Nell’ambito di indagini coordinate dalla Procura della Repubblica presso il Tribunale di Napoli di Napoli Nord, i militari del Nucleo di Polizia Tributaria di Napoli e del I° Gruppo della Guardia di Finanza di Napoli hanno dato esecuzione ad un’ordinanza di custodia cautelare degli arresti domiciliari emessa dal Gip del Tribunale di Napoli Nord nei confronti di cinque persone, per reati fallimentari riguardanti il dissesto di una società di Arzano operante nel settore delle costruzioni edili, fallita nel 2015, ed in particolare, quali amministratori di fatto e di diritto, per aver distratto l’intero patrimonio aziendale, ammontante a quasi 3 milioni di euro, al fine di arrecare pregiudizio ai creditori.

Secondo l’ipotesi accusatoria avvalorata dal Giudice, i componenti della società, nel tempo si erano alternati, ricoprendo cariche di amministratore, facendo sì che gli interessi personali dei medesimi si sovrapponessero a quelli della società poi fallita, coinvolgendo anche altri soggetti giuridici riconducili allo stesso nucleo familiare.

E’ emerso, inoltre, che il fallimento della società in questione è stato determinato, in via prioritaria, da debiti tributari maturati negli esercizi finanziari tra l’anno 2008 e l’anno 2012. In particolare gli indagati sono accusati di aver sistematicamente operato lo svuotamento delle casse della società in argomento attraverso cessioni di beni o di quote, bonifici o emissioni di assegni circolari nei confronti di prestanome orbitanti nella sfera delle società gestite dalla medesima famiglia, fino ad arrivare ad un passivo fallimentare di circa € 5.600.000,00.

Le condotte distrattive, secondo quanto contestato agli indagati, sono consistite in cessioni o acquisti di immobili, versamenti sui diversi conti correnti agli stessi riconducibili, cessioni di quote societarie per valori decisamente inferiori rispetto a quelli reali, omesso deposito di scritture contabili e debiti tributari per circa € 6.500.000,00.
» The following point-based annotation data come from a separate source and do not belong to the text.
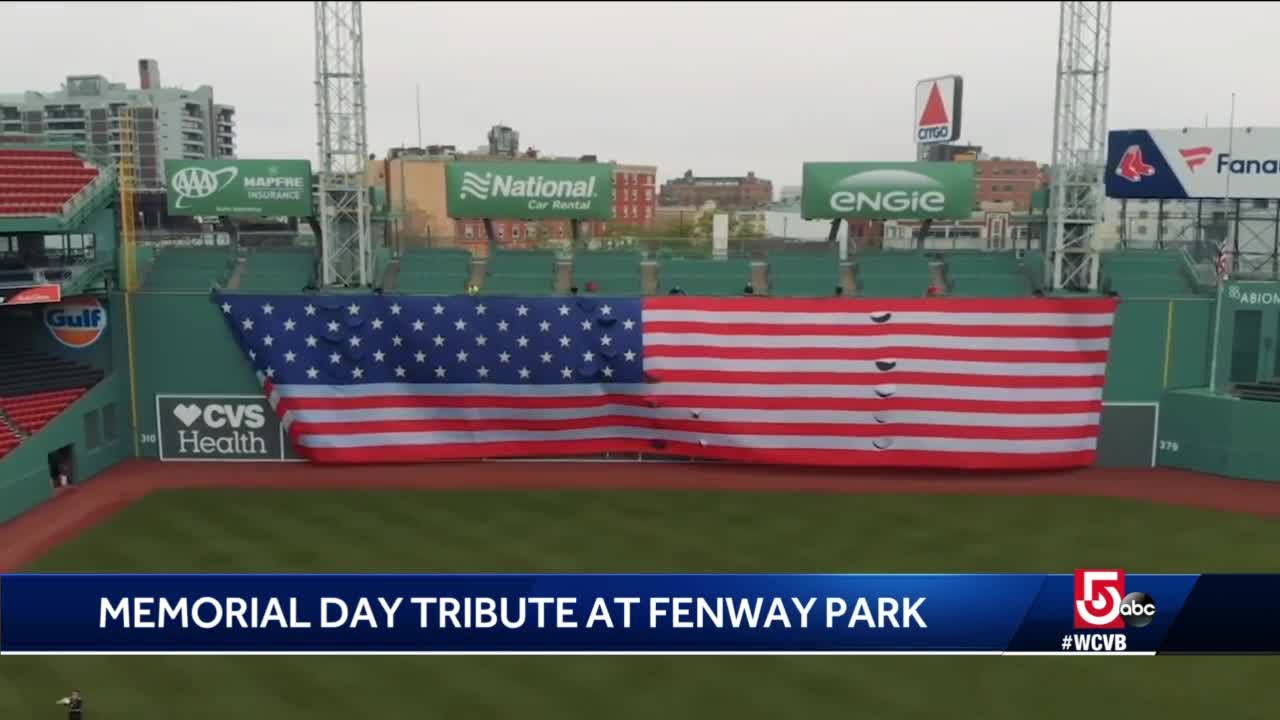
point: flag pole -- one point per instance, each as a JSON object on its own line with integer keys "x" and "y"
{"x": 1225, "y": 270}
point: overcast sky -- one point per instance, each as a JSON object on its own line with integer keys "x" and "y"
{"x": 720, "y": 89}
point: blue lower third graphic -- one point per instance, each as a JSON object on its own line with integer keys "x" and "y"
{"x": 618, "y": 614}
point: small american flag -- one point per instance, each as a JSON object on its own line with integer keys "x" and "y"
{"x": 1224, "y": 261}
{"x": 912, "y": 382}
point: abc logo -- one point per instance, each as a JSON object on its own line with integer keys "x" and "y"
{"x": 1138, "y": 610}
{"x": 77, "y": 322}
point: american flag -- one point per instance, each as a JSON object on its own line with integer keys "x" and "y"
{"x": 1224, "y": 261}
{"x": 912, "y": 382}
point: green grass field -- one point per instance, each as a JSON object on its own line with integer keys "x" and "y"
{"x": 348, "y": 531}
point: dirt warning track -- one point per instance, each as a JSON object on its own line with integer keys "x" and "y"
{"x": 30, "y": 536}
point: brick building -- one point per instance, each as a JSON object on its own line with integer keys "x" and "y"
{"x": 414, "y": 182}
{"x": 1008, "y": 181}
{"x": 744, "y": 192}
{"x": 634, "y": 194}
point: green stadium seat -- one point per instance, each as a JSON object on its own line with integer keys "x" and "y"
{"x": 434, "y": 270}
{"x": 704, "y": 277}
{"x": 612, "y": 272}
{"x": 1151, "y": 273}
{"x": 984, "y": 274}
{"x": 892, "y": 273}
{"x": 803, "y": 274}
{"x": 190, "y": 268}
{"x": 279, "y": 269}
{"x": 520, "y": 272}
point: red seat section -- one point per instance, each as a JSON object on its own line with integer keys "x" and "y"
{"x": 40, "y": 182}
{"x": 35, "y": 410}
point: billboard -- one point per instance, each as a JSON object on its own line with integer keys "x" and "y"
{"x": 887, "y": 191}
{"x": 219, "y": 428}
{"x": 530, "y": 191}
{"x": 937, "y": 109}
{"x": 238, "y": 187}
{"x": 1193, "y": 163}
{"x": 76, "y": 322}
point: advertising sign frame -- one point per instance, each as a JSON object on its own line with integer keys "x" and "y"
{"x": 240, "y": 187}
{"x": 283, "y": 441}
{"x": 914, "y": 191}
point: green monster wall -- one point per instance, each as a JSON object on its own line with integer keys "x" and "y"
{"x": 1208, "y": 429}
{"x": 182, "y": 346}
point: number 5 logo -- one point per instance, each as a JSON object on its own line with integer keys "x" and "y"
{"x": 1097, "y": 598}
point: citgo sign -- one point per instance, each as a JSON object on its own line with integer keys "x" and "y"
{"x": 530, "y": 191}
{"x": 77, "y": 322}
{"x": 887, "y": 191}
{"x": 238, "y": 187}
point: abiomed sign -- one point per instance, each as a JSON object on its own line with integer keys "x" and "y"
{"x": 887, "y": 191}
{"x": 1253, "y": 294}
{"x": 533, "y": 191}
{"x": 238, "y": 187}
{"x": 219, "y": 428}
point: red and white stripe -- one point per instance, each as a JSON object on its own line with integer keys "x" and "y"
{"x": 920, "y": 382}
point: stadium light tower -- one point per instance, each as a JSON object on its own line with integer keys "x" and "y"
{"x": 1077, "y": 195}
{"x": 344, "y": 235}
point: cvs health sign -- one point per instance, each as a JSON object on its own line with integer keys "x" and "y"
{"x": 937, "y": 109}
{"x": 219, "y": 428}
{"x": 1101, "y": 602}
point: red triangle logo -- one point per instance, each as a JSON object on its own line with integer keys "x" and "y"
{"x": 935, "y": 112}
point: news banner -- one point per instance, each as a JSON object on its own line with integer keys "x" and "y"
{"x": 1089, "y": 611}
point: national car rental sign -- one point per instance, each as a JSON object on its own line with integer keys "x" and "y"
{"x": 937, "y": 109}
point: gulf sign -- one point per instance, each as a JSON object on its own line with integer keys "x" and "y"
{"x": 937, "y": 109}
{"x": 1194, "y": 163}
{"x": 77, "y": 322}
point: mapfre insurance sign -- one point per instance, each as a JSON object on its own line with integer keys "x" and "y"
{"x": 1194, "y": 163}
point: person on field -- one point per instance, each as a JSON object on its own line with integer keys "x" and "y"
{"x": 74, "y": 706}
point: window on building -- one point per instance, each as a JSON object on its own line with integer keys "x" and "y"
{"x": 92, "y": 434}
{"x": 110, "y": 431}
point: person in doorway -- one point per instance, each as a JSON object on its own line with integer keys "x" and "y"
{"x": 74, "y": 703}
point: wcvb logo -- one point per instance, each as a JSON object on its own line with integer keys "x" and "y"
{"x": 197, "y": 183}
{"x": 1101, "y": 602}
{"x": 1196, "y": 156}
{"x": 77, "y": 322}
{"x": 1132, "y": 167}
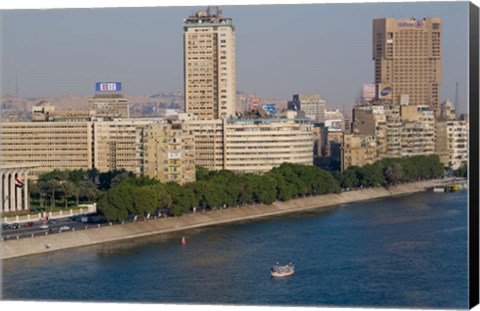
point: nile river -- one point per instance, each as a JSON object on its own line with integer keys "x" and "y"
{"x": 409, "y": 251}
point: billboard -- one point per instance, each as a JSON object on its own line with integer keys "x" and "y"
{"x": 271, "y": 109}
{"x": 334, "y": 125}
{"x": 108, "y": 86}
{"x": 410, "y": 23}
{"x": 369, "y": 91}
{"x": 385, "y": 91}
{"x": 174, "y": 155}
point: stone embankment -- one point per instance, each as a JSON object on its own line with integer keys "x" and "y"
{"x": 37, "y": 245}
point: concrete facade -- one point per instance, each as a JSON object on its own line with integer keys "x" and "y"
{"x": 170, "y": 152}
{"x": 14, "y": 187}
{"x": 113, "y": 105}
{"x": 209, "y": 65}
{"x": 311, "y": 104}
{"x": 407, "y": 54}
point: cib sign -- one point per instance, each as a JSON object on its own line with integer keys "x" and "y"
{"x": 108, "y": 86}
{"x": 410, "y": 23}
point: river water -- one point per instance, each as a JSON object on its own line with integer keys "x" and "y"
{"x": 408, "y": 251}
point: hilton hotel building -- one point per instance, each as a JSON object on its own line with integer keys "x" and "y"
{"x": 408, "y": 56}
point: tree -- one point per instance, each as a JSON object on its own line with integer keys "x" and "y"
{"x": 53, "y": 185}
{"x": 87, "y": 190}
{"x": 183, "y": 198}
{"x": 393, "y": 173}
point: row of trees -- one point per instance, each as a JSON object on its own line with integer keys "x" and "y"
{"x": 83, "y": 186}
{"x": 213, "y": 189}
{"x": 390, "y": 171}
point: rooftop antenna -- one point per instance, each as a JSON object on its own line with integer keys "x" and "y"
{"x": 16, "y": 82}
{"x": 456, "y": 97}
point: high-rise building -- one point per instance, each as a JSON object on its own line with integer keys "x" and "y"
{"x": 418, "y": 130}
{"x": 169, "y": 151}
{"x": 408, "y": 56}
{"x": 311, "y": 104}
{"x": 358, "y": 150}
{"x": 251, "y": 145}
{"x": 209, "y": 60}
{"x": 113, "y": 105}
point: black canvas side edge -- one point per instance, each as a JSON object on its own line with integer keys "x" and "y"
{"x": 473, "y": 167}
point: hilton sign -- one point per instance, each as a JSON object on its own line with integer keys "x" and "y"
{"x": 411, "y": 23}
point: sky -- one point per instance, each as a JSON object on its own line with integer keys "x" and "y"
{"x": 281, "y": 50}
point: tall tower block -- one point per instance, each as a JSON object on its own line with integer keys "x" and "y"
{"x": 209, "y": 65}
{"x": 408, "y": 56}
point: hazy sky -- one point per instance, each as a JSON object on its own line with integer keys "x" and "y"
{"x": 281, "y": 50}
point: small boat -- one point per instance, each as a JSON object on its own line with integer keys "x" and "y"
{"x": 278, "y": 271}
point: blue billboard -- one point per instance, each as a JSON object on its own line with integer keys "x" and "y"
{"x": 271, "y": 109}
{"x": 108, "y": 86}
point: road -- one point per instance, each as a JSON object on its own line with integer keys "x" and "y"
{"x": 53, "y": 227}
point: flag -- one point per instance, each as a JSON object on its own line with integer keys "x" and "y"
{"x": 18, "y": 183}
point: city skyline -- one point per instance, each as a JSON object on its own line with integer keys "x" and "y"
{"x": 146, "y": 55}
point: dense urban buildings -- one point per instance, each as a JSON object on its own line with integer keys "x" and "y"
{"x": 251, "y": 145}
{"x": 398, "y": 115}
{"x": 209, "y": 60}
{"x": 169, "y": 151}
{"x": 311, "y": 104}
{"x": 408, "y": 59}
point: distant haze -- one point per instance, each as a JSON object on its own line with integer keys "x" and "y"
{"x": 281, "y": 50}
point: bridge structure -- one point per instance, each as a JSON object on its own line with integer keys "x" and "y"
{"x": 14, "y": 187}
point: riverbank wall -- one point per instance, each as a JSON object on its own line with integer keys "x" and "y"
{"x": 141, "y": 228}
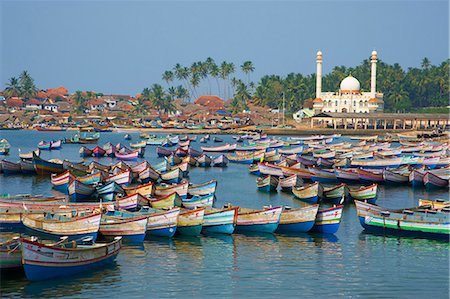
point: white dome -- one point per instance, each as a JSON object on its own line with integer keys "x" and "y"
{"x": 350, "y": 84}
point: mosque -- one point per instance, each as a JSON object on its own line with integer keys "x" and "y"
{"x": 349, "y": 98}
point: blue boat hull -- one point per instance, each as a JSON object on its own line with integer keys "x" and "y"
{"x": 219, "y": 229}
{"x": 300, "y": 227}
{"x": 166, "y": 232}
{"x": 326, "y": 228}
{"x": 194, "y": 230}
{"x": 49, "y": 236}
{"x": 260, "y": 228}
{"x": 36, "y": 272}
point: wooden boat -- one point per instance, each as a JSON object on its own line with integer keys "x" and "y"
{"x": 165, "y": 189}
{"x": 395, "y": 178}
{"x": 11, "y": 254}
{"x": 220, "y": 161}
{"x": 4, "y": 147}
{"x": 265, "y": 221}
{"x": 79, "y": 191}
{"x": 129, "y": 226}
{"x": 89, "y": 137}
{"x": 370, "y": 176}
{"x": 434, "y": 204}
{"x": 198, "y": 201}
{"x": 121, "y": 178}
{"x": 60, "y": 182}
{"x": 164, "y": 202}
{"x": 247, "y": 159}
{"x": 322, "y": 175}
{"x": 222, "y": 221}
{"x": 41, "y": 261}
{"x": 335, "y": 192}
{"x": 190, "y": 222}
{"x": 203, "y": 189}
{"x": 148, "y": 175}
{"x": 44, "y": 146}
{"x": 310, "y": 193}
{"x": 55, "y": 226}
{"x": 161, "y": 223}
{"x": 109, "y": 191}
{"x": 299, "y": 220}
{"x": 368, "y": 193}
{"x": 347, "y": 175}
{"x": 286, "y": 183}
{"x": 405, "y": 222}
{"x": 222, "y": 148}
{"x": 267, "y": 183}
{"x": 144, "y": 190}
{"x": 47, "y": 167}
{"x": 328, "y": 220}
{"x": 431, "y": 180}
{"x": 9, "y": 167}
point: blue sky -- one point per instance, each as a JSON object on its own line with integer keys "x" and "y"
{"x": 124, "y": 46}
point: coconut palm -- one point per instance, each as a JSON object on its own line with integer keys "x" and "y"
{"x": 247, "y": 67}
{"x": 12, "y": 87}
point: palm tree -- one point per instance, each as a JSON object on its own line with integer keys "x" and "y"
{"x": 247, "y": 67}
{"x": 12, "y": 87}
{"x": 167, "y": 76}
{"x": 27, "y": 87}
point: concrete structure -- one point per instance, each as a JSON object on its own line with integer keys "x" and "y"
{"x": 349, "y": 98}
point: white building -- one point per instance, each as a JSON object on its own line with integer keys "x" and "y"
{"x": 349, "y": 98}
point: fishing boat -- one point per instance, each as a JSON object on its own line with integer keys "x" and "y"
{"x": 131, "y": 156}
{"x": 98, "y": 151}
{"x": 55, "y": 226}
{"x": 121, "y": 178}
{"x": 328, "y": 220}
{"x": 41, "y": 261}
{"x": 204, "y": 161}
{"x": 4, "y": 147}
{"x": 434, "y": 204}
{"x": 221, "y": 221}
{"x": 164, "y": 202}
{"x": 419, "y": 222}
{"x": 247, "y": 159}
{"x": 310, "y": 193}
{"x": 264, "y": 221}
{"x": 129, "y": 226}
{"x": 108, "y": 191}
{"x": 432, "y": 181}
{"x": 165, "y": 189}
{"x": 47, "y": 167}
{"x": 60, "y": 182}
{"x": 9, "y": 167}
{"x": 190, "y": 222}
{"x": 203, "y": 189}
{"x": 299, "y": 220}
{"x": 286, "y": 183}
{"x": 368, "y": 193}
{"x": 220, "y": 161}
{"x": 29, "y": 156}
{"x": 11, "y": 254}
{"x": 267, "y": 183}
{"x": 89, "y": 137}
{"x": 79, "y": 191}
{"x": 395, "y": 178}
{"x": 222, "y": 148}
{"x": 172, "y": 176}
{"x": 335, "y": 193}
{"x": 161, "y": 223}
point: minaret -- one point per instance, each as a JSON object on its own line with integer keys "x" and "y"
{"x": 319, "y": 75}
{"x": 373, "y": 74}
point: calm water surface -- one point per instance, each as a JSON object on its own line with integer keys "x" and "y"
{"x": 350, "y": 263}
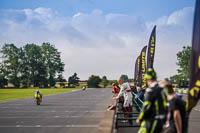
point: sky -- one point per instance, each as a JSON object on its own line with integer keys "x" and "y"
{"x": 101, "y": 37}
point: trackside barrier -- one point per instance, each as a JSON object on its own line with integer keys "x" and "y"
{"x": 133, "y": 115}
{"x": 107, "y": 123}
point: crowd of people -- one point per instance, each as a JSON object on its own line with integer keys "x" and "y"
{"x": 163, "y": 110}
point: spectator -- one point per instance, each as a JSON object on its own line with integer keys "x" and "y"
{"x": 177, "y": 112}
Le attività investigative hanno permesso di raccogliere gravi elementi indiziari circa l’esistenza di altre società orbitanti nella sfera di competenza degli indagati, nonché di rilevare la presenza di prestanome utilizzati per la gestione delle varie imprese. A ciò si aggiunge un sistematico ricorso a schemi volti a celare la reale titolarità di beni ed utilità.

Il Gip ha disposto anche il sequestro di quote di partecipazione agli stessi riconducibili, detenute da una holding riconducibile agli indagati, che ha nel tempo acquisito dalla società fallita per un valore di quasi 900 mila € le quote societarie ad un prezzo nettamente inferiore al reale, di un terzo soggetto giuridico con sede in Vitulazio (CE).